もっとも、自分は火の鳥の血のおかげか、彼等に頼った事が一度もないわけだが……それは言わなくていいだろう。
「ではこれで」
宮廷魔術師たちが来るなら、自分がいても意味がないだろう。仕事に戻らなければ。
まだ帳簿の計算が残っていたはず、と立ち上がったルー・ウルフは、思い切り第三王子に睨みつけられながら、その場を後にした。
「困るのは彼なんだが……そんなにシンシアという女性に贈った贈り物の金額は、問題だっただろうか」
計算はするが、いちいち帳面の中身を完全に記憶しているわけではない。
かなり数字が合わなかったのは確かだが、贈り物の相場に詳しくないルー・ウルフは、よく分からなかった。
まだ明細が部屋にあったら、ちょっと読んでみよう。好奇心に駆られた彼が、仕事場に戻っていくと、そこでは大騒ぎが起きていた。
部屋の前には、今まで見た事のない、侍女たちがひしめいている。何事だろう。
この部屋に、そんなにも侍女たち、にきゃあきゃあ言われる誰かがいるとは思えない。
居たら差し入れなどがあるはずだ。徹夜の時とか。皆の心が折れそうな位に、計算が合わない時とかにだ。
だが侍女たちは、扉を開けっぱなしにして、中を覗き込んでいる。
何だろう。開いた扉から、仲間たちの声が聞こえて来る。
「あ、この!」
「こいつ、なんてすばしっこいんだ!」
「誰か捕まえられないのか!!」
部屋では、仲間たちが皆して、計算に使用した用紙を散らかしながら、一匹の鳥を捕まえようと四苦八苦していた。
部屋を出て行く時には、たしか窓が開いていたから、そこから入ってきてしまったらしい。

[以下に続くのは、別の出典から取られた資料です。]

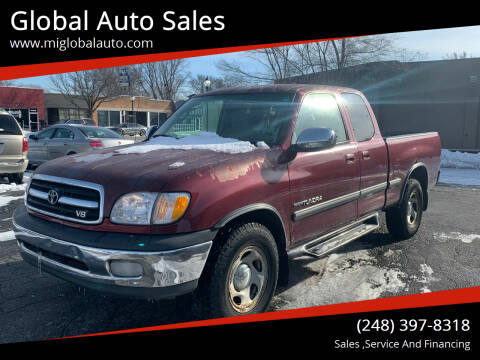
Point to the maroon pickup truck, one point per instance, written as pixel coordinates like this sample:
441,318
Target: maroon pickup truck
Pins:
218,198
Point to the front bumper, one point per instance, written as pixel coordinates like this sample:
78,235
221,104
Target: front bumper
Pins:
165,273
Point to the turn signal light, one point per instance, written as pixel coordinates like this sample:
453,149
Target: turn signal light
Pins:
96,144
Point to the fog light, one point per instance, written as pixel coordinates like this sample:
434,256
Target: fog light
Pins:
122,268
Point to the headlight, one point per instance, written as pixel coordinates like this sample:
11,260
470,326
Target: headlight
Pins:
170,207
146,208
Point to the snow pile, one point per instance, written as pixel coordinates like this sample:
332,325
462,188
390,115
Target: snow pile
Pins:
465,238
202,141
12,187
464,177
460,160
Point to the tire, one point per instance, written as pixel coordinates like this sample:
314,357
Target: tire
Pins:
403,220
15,178
241,275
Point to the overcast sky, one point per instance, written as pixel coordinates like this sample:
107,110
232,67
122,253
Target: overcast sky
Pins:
435,44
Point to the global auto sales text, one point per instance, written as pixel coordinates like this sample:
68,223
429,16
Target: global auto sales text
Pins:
32,21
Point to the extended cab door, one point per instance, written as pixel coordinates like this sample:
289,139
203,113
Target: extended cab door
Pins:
372,153
324,184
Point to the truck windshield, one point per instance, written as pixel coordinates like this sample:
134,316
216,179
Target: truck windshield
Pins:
259,117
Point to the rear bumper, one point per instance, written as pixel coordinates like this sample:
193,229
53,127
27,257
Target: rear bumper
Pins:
164,273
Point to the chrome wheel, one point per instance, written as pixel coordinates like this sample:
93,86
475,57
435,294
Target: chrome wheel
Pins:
412,208
247,279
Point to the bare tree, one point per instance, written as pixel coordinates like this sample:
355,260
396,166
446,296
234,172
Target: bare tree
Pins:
164,79
7,82
196,83
94,87
455,56
281,62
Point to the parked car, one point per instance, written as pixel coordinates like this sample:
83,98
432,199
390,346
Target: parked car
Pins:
83,121
130,129
220,206
13,149
61,140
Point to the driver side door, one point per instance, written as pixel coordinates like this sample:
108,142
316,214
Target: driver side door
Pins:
324,184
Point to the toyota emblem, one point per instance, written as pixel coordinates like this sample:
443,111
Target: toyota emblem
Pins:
52,197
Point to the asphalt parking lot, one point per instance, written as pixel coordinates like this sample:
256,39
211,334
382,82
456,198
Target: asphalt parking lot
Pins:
445,254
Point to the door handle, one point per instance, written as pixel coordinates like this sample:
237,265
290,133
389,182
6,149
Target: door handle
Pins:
350,158
365,155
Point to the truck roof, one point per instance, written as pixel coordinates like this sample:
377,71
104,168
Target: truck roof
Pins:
279,88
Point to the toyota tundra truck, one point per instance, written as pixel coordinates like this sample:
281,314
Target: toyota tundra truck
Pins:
218,199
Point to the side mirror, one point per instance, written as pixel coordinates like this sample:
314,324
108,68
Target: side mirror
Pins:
315,139
150,131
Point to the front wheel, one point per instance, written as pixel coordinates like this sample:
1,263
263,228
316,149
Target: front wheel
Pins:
404,220
242,274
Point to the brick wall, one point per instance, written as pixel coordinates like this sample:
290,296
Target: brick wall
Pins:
22,98
140,104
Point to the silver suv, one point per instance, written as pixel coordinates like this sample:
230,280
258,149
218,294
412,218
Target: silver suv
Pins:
13,149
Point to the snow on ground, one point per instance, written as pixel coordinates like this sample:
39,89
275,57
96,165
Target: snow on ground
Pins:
5,186
203,141
460,168
356,276
5,200
460,160
466,177
465,238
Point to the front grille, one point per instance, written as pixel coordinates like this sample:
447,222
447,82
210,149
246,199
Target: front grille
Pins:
57,258
70,200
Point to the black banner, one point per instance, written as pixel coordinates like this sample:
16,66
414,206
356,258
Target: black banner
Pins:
34,34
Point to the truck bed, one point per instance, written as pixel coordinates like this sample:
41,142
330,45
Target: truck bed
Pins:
404,153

それなら窓から出してやるように誘導すればいいのに、窓は閉まっている。
どうしたのだろう。
怪訝な顔になったルー・ウルフを見て、仲間の一人が言った。
「あ、王子様! こいつ捕まえるの手伝ってください!」
「外に出してやればいいじゃないか」
「無理!」
もっともな正解かと思ったのだが、思い切り否定された。
「これは! 王女殿下の小鳥なんですよ!」
息を切らしながら、別の一人が言う。
「なんでも、麦豊かな国から誕生日祝いに贈られてきた鳥らしく」
ぜいぜいと、あえいでいる状態の一人が続ける。
「今ここから逃がしたら、我々の首が飛ぶんですよ!」
「ふうん……」
ルー・ウルフはとりあえず、その小鳥を捕まえれば、皆解決なのだな、と理解した。
そのため、小鳥を見て、周りを見て、まあ鶏たちを集めた時もやったのだから、そんな大騒ぎにならないだろう、と判断した。

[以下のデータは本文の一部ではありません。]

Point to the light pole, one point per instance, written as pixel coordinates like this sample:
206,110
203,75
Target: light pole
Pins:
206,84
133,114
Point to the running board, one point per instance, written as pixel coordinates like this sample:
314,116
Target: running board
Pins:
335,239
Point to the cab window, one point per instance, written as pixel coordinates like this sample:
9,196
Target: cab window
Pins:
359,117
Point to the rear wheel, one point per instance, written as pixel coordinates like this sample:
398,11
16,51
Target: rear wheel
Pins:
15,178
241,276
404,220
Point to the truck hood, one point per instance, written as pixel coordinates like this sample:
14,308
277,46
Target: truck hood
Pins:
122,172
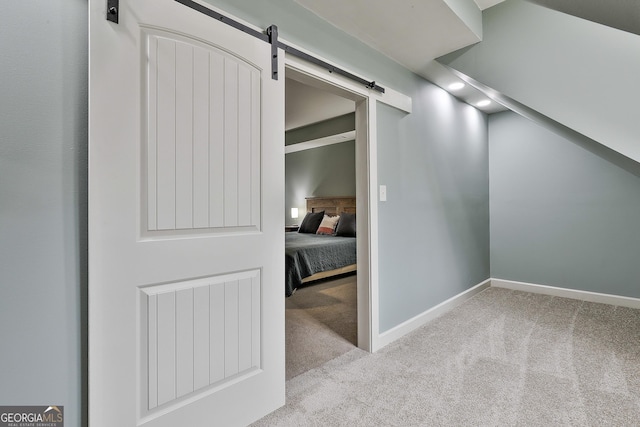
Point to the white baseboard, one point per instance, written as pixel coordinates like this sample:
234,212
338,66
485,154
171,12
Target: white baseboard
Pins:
567,293
404,328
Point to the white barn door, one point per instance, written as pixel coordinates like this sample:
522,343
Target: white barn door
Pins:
186,242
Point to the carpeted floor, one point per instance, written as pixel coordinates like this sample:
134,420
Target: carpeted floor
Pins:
320,324
502,358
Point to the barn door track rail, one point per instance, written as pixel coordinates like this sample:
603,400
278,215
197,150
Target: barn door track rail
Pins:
270,35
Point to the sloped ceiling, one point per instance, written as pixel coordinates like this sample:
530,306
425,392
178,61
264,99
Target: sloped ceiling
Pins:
412,32
620,14
415,32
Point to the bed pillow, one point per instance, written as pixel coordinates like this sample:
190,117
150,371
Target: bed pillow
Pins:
311,222
346,225
328,225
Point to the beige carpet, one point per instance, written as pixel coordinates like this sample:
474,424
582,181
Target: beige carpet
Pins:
503,358
320,324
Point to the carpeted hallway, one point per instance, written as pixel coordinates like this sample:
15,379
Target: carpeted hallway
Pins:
320,324
502,358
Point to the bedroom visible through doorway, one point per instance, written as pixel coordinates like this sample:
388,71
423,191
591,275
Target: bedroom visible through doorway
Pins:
320,178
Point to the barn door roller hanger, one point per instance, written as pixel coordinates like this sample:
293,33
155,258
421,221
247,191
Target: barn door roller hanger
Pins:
269,36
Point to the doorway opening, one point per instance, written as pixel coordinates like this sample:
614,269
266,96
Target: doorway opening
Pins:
331,316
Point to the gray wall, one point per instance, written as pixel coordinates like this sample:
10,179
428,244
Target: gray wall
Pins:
579,73
43,200
43,204
434,230
319,172
560,215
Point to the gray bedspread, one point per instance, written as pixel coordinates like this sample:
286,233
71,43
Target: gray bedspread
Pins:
308,254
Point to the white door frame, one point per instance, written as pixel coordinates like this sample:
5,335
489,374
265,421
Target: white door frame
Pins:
366,181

そのため、高い所に留まって、こちらをじっと見つめる小さな、綺麗な七色の羽根を持った小鳥に手を差し出した。
息を吸い込み、柔らかな音を、喉の奥から出す。
「La……」
そしてその音に、おいで、という意味を持たせて紡ぐと、その小鳥はそっと舞い降りて、彼の指先に留まったのだ。
そこで唄を止めると、仲間たちがほっとした顔で、息を切らして座り込んだり、椅子にもたれかかりながら言った。
「我々は運動不足ですな……」
「日がな一日計算仕事だからな……」
「王子様、助かりました、ありがとうございます!」
「いいんだ。皆助かってよかった」
指先の小鳥を、外の侍女たちが持っていた鳥籠にそっと入れてやると、小鳥はじっと彼を見つめた。
「いい子だ」
自分から進んで籠に戻った小鳥に言うと、小鳥はそこで鳴き声を上げた。